BroadPwn, une vulnérabilité classée critique
Cette faille s’appelle BroadPwn et elle permet l’exécution de code à distance. Elle est présente sur la famille de chipsets WiFi BCM43xx de Broadcom, qui peut être déclenchée à distance sans interaction entre les utilisateurs. Ce bug permet donc à un hacker d’exécuter un code malveillant sur des appareils Android ciblés avec des privilèges kernel.
La vulnérabilité BroadPwn (CVE-2017-3544) a été découverte par Nitay Artenstein, chercheur chez Exodus Intelligence. Il affirme que le chipset Wi-Fi défectueux touche aussi les plates-formes iOS. Les détails concernant le bug BroadPwn sont difficiles à trouver pour le moment. « La famille de puce Wi-Fi BCM43xx de Broadcom se trouve dans une gamme extraordinairement large de périphériques mobiles, y compris les différents modèles d’iPhone, les HTC, les LG, les Nexus et pratiquement toute la gamme de smartphone de Samsung », explique le résumé de l’article d’Artenstein.

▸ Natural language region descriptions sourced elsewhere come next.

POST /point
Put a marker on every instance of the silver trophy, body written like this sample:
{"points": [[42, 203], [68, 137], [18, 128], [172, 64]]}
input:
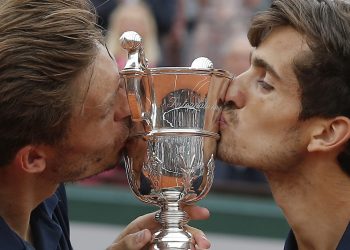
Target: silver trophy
{"points": [[170, 153]]}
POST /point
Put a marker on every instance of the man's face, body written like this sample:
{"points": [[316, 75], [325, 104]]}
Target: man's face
{"points": [[259, 125], [99, 126]]}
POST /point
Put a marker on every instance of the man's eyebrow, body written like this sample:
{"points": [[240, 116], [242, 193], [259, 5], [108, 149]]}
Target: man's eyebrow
{"points": [[259, 62]]}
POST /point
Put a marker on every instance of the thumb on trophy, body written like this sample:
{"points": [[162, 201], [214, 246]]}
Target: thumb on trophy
{"points": [[135, 241]]}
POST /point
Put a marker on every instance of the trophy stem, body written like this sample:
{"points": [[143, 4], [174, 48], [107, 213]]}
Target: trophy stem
{"points": [[172, 234]]}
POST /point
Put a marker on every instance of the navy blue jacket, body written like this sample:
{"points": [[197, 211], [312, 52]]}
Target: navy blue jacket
{"points": [[49, 224]]}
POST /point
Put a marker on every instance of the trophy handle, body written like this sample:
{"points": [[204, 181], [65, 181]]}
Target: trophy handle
{"points": [[137, 84]]}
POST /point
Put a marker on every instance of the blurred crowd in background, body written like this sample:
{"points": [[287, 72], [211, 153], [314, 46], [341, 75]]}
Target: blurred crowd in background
{"points": [[174, 33]]}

Outre le correctif pour la vulnérabilité BroadPwn, la toute dernière mise à jour de Google comprend également des correctifs pour 10 problèmes critiques, qui sont tous des bugs d’exécution de code à distance, 94 problèmes à haut risque et 32 vulnérabilités classiques modérées.
Android et iOS, même combat
Déjà, il y a quelques mois, une vulnérabilité de piratage de piratage en direct a été découverte dans les puces Broadcom Wi-Fi SoC, permettant aux hackers dans un même réseau Wi-Fi de pirater à distance les iPhones, les iPads, les iPods et les téléphones Android sans aucune interaction avec l’utilisateur. À ce moment-là, Apple a lancé une mise à jour d’urgence pour iOS afin de résoudre le grave problème.